ECLI:NL:HR:2011:BP9384
Hoge Raad
- Cassatie
- F.H. Koster
- B.C. de Savornin Lohman
- W.M.E. Thomassen
- Rechtspraak.nl
Beklag ex art. 552a Sv over inbeslaggenomen goederen in strafzaak
In deze zaak gaat het om een beklag ex artikel 552a van het Wetboek van Strafvordering, ingediend door klager, geboren in 1943, die woont in [woonplaats]. De Hoge Raad behandelt het beroep in cassatie tegen een beschikking van de Rechtbank te Zutphen van 17 december 2009, waarin het klaagschrift van klager ongegrond werd verklaard. De Rechtbank oordeelde dat het niet hoogst onwaarschijnlijk is dat de strafrechter later de inbeslaggenomen goederen zal onttrekken aan het verkeer, en heeft daarmee de juiste maatstaf aangelegd. De beslissing van de Rechtbank houdt in dat een aantal goederen door de Officier van Justitie aan de verdachte zou worden teruggegeven, maar dat de ongegrondverklaring van het beklag uitsluitend betrekking heeft op de overige inbeslaggenomen goederen, waaronder cd's en dvd's.
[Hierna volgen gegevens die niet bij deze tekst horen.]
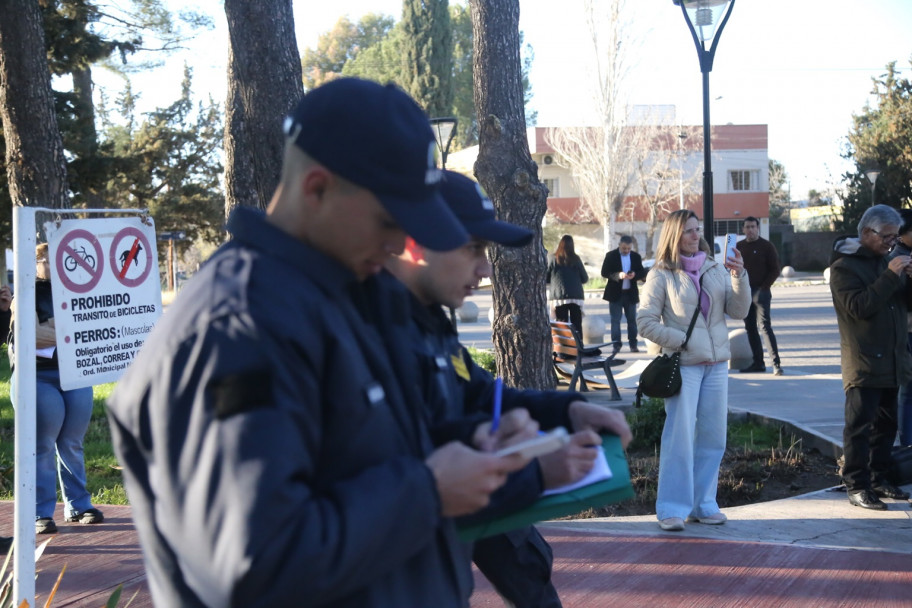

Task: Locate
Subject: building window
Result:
[542,177,560,198]
[728,169,760,192]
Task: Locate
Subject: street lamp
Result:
[673,0,735,247]
[865,166,880,206]
[430,117,459,169]
[678,131,687,209]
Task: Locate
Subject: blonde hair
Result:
[656,209,704,270]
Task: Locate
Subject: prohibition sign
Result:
[109,226,152,287]
[54,228,104,293]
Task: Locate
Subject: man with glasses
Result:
[830,205,912,511]
[736,216,782,376]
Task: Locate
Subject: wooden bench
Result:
[551,321,625,401]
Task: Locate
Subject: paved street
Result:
[459,276,844,450]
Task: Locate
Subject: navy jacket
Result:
[602,249,646,302]
[108,208,472,608]
[830,237,912,390]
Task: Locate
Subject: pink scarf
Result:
[681,251,710,319]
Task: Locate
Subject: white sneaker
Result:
[659,517,684,532]
[687,511,728,526]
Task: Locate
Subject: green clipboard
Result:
[459,435,634,541]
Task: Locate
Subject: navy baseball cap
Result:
[436,171,532,249]
[285,78,469,251]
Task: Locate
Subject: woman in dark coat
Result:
[545,234,589,332]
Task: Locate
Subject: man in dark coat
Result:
[108,78,528,608]
[736,216,782,376]
[830,205,912,510]
[602,235,646,353]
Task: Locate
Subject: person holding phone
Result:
[376,171,632,608]
[830,205,912,511]
[602,234,646,353]
[736,216,783,376]
[637,209,750,531]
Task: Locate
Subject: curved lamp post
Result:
[673,0,735,247]
[865,166,880,207]
[430,117,459,169]
[428,116,459,329]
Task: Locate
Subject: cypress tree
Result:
[402,0,453,117]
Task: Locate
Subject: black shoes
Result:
[35,517,57,534]
[849,490,887,511]
[66,508,104,524]
[871,483,909,500]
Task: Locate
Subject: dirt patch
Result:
[574,446,842,518]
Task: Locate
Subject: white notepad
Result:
[542,450,611,496]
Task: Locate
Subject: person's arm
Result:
[637,268,692,350]
[602,251,611,280]
[723,262,751,319]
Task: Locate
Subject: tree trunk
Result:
[225,0,303,215]
[0,0,70,209]
[471,0,554,389]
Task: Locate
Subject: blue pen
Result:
[491,378,503,435]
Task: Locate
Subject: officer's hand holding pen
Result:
[472,408,538,452]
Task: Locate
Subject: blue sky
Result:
[128,0,912,199]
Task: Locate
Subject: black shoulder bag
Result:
[636,284,703,407]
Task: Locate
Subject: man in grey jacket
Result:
[830,205,912,510]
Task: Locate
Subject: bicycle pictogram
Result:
[63,245,95,272]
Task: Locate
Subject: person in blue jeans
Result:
[602,234,646,353]
[11,243,104,534]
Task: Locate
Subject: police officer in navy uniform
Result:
[382,171,630,608]
[108,78,528,608]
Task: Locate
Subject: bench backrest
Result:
[551,321,579,359]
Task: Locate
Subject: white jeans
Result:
[656,361,728,520]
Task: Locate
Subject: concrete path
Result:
[465,276,912,608]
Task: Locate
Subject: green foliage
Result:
[769,158,791,224]
[101,67,225,249]
[402,0,453,117]
[466,346,497,376]
[301,13,401,90]
[0,346,128,505]
[301,4,536,151]
[843,61,912,214]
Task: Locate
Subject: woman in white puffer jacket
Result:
[637,209,751,531]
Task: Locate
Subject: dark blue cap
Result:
[436,171,532,249]
[285,78,468,251]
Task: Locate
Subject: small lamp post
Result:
[678,131,687,209]
[673,0,735,247]
[430,117,459,329]
[865,165,880,206]
[430,117,459,169]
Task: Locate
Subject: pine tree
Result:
[402,0,453,117]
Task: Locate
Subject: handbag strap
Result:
[681,274,703,350]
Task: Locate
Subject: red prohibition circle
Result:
[54,228,104,293]
[108,226,152,287]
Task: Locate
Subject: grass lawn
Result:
[0,346,128,505]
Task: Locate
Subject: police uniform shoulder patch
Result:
[450,349,471,382]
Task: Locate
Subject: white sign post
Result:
[45,217,162,390]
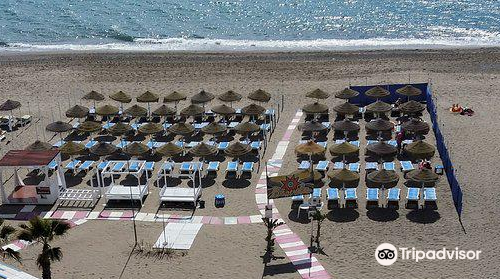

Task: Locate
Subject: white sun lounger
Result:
[315,161,329,172]
[406,188,420,209]
[383,162,396,171]
[326,188,340,210]
[299,161,311,170]
[78,160,95,172]
[344,188,358,208]
[64,160,81,171]
[241,162,253,172]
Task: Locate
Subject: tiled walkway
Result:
[255,111,331,279]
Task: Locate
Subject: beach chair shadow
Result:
[406,209,441,224]
[327,208,359,223]
[366,208,399,222]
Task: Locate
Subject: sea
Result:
[0,0,500,52]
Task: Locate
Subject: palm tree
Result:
[0,219,21,262]
[18,219,70,279]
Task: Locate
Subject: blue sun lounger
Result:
[365,162,378,173]
[399,161,415,172]
[64,160,81,171]
[315,161,329,172]
[344,188,358,208]
[387,140,398,147]
[226,161,238,177]
[349,163,361,172]
[424,188,437,210]
[333,162,344,170]
[97,161,109,171]
[217,141,229,150]
[52,140,66,148]
[85,140,97,149]
[250,141,261,150]
[49,160,57,170]
[387,188,401,210]
[144,162,155,172]
[102,122,116,130]
[128,162,140,172]
[207,161,220,173]
[326,188,340,210]
[116,140,130,149]
[111,162,125,172]
[366,188,378,209]
[78,160,95,172]
[179,162,193,172]
[383,162,396,171]
[299,160,311,170]
[241,162,253,173]
[405,188,420,209]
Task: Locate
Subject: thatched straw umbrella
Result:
[123,142,149,156]
[365,86,391,99]
[248,89,271,103]
[333,102,359,115]
[405,140,436,159]
[306,88,330,100]
[163,91,187,112]
[335,87,359,100]
[25,140,52,151]
[217,90,242,107]
[123,105,148,117]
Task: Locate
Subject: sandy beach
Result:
[0,48,500,279]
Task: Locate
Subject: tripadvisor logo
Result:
[375,243,481,266]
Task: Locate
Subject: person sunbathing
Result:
[450,104,463,113]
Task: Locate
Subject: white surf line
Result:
[255,110,331,279]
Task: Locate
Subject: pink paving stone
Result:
[201,216,212,224]
[282,130,293,141]
[120,211,134,219]
[210,217,223,225]
[301,270,332,279]
[73,211,88,220]
[99,210,111,218]
[255,188,267,194]
[238,216,251,224]
[50,210,64,219]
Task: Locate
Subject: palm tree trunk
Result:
[42,260,52,279]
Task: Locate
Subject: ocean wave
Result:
[3,36,500,52]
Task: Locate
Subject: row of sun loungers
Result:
[291,188,437,212]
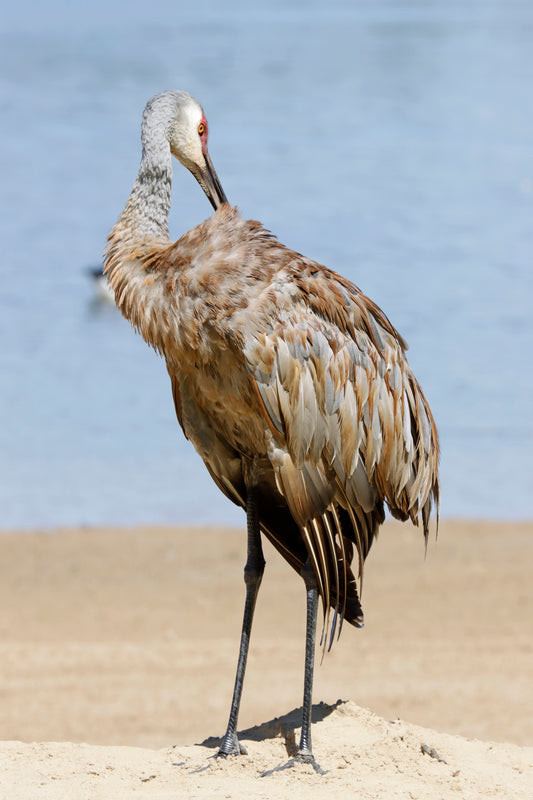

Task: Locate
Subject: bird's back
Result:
[110,204,438,636]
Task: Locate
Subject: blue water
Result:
[0,0,533,529]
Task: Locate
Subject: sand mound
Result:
[0,702,533,800]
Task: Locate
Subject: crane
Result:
[105,91,439,769]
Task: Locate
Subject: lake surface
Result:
[0,0,533,529]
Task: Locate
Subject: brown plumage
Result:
[105,92,439,768]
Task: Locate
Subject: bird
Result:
[86,266,115,304]
[104,90,439,771]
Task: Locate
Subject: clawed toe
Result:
[259,753,327,778]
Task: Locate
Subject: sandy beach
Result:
[0,520,533,800]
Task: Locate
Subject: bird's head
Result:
[143,91,227,210]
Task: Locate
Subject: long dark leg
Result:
[218,488,265,756]
[297,559,318,762]
[261,559,325,778]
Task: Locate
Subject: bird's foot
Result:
[216,732,248,758]
[259,753,327,778]
[189,733,248,775]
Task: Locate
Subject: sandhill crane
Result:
[105,91,439,768]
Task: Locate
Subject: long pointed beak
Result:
[199,152,228,211]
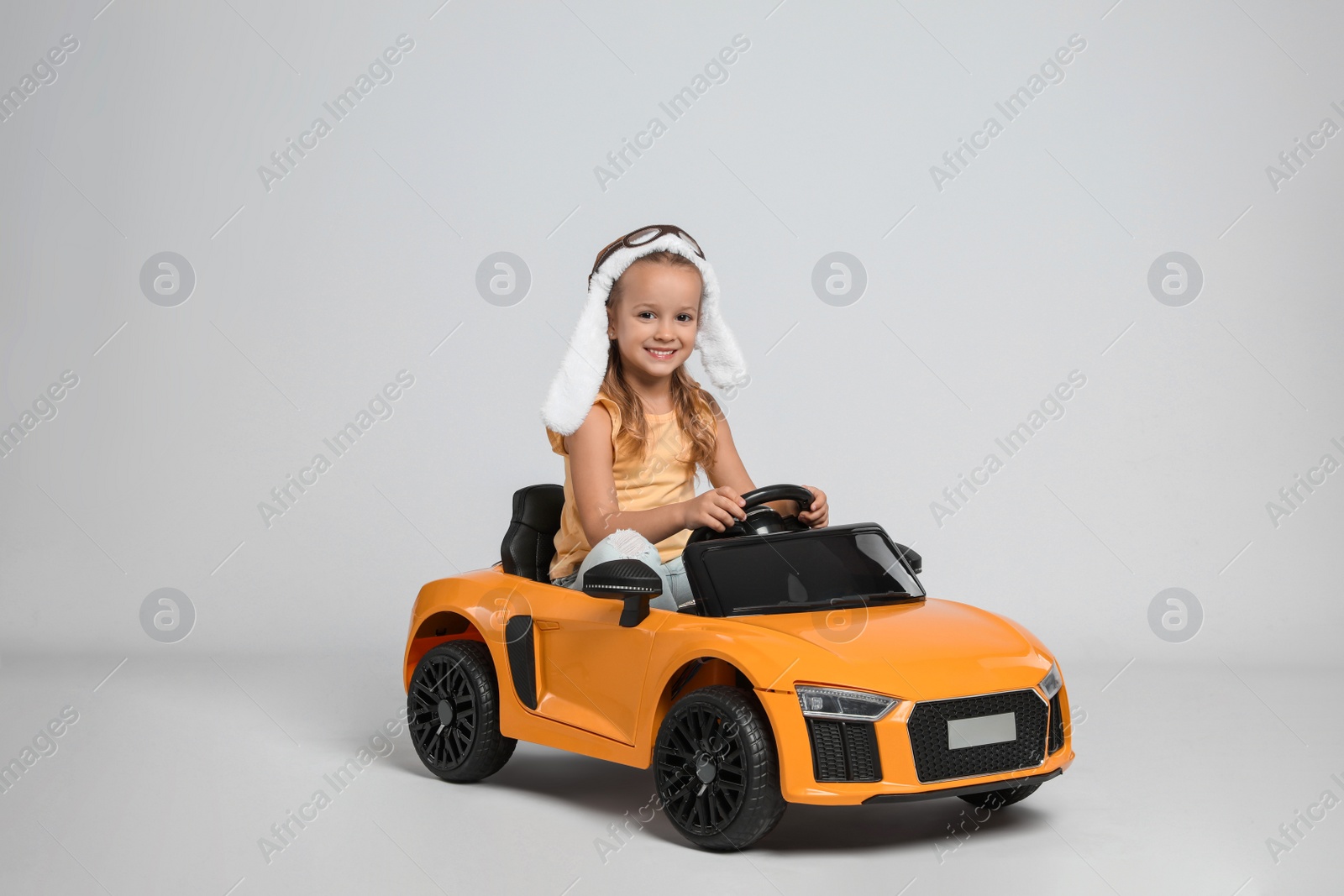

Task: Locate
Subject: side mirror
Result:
[583,558,663,629]
[896,544,923,575]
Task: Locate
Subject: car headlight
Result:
[795,685,900,721]
[1037,663,1064,700]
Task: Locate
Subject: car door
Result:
[531,585,668,744]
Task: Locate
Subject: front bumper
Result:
[757,688,1074,806]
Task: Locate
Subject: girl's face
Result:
[606,262,701,379]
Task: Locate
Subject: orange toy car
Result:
[405,485,1074,851]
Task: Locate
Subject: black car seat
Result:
[500,482,564,583]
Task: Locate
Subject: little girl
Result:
[542,224,829,611]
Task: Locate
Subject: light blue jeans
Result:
[551,529,695,612]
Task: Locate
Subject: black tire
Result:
[654,685,788,851]
[961,780,1040,810]
[406,641,517,783]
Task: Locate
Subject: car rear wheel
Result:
[654,685,788,851]
[406,639,517,783]
[961,782,1040,810]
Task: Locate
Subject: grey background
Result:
[0,0,1344,893]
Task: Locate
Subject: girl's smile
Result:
[606,262,701,400]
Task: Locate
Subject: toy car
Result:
[405,485,1074,851]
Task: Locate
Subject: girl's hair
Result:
[602,251,717,470]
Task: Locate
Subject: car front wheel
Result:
[654,685,788,851]
[406,639,517,783]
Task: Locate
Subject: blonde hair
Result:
[602,251,717,470]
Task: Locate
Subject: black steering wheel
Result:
[685,482,811,544]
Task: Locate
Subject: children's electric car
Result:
[405,485,1074,851]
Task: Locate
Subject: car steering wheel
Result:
[685,482,811,545]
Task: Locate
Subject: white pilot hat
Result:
[542,224,748,435]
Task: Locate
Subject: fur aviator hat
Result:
[542,225,748,435]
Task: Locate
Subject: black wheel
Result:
[406,641,517,782]
[961,782,1040,810]
[654,685,788,851]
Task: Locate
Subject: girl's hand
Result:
[798,485,831,529]
[681,485,748,532]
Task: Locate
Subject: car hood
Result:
[732,599,1053,700]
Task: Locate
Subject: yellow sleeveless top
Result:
[546,395,695,579]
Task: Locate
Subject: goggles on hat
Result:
[589,224,704,280]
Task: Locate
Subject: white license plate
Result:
[948,712,1017,750]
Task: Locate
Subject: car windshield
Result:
[703,531,925,616]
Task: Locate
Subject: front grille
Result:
[1050,690,1064,755]
[808,719,882,780]
[906,689,1047,782]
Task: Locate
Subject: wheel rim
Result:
[654,704,748,836]
[410,656,475,768]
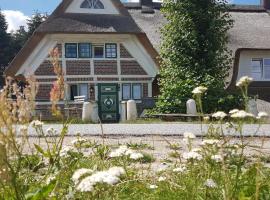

De klacht van klager mist feitelijke grondslag, aangezien de Rechtbank de inhoud van het dossier en de verklaringen in de raadkamer in haar oordeel heeft betrokken. De Hoge Raad verwerpt het beroep en bevestigt de beslissing van de Rechtbank, waarbij het belang van de strafvordering zich verzet tegen teruggave van de inbeslaggenomen goederen. De beschikking is gegeven door de vice-president en twee raadsheren, en is uitgesproken ter openbare terechtzitting op 28 juni 2011.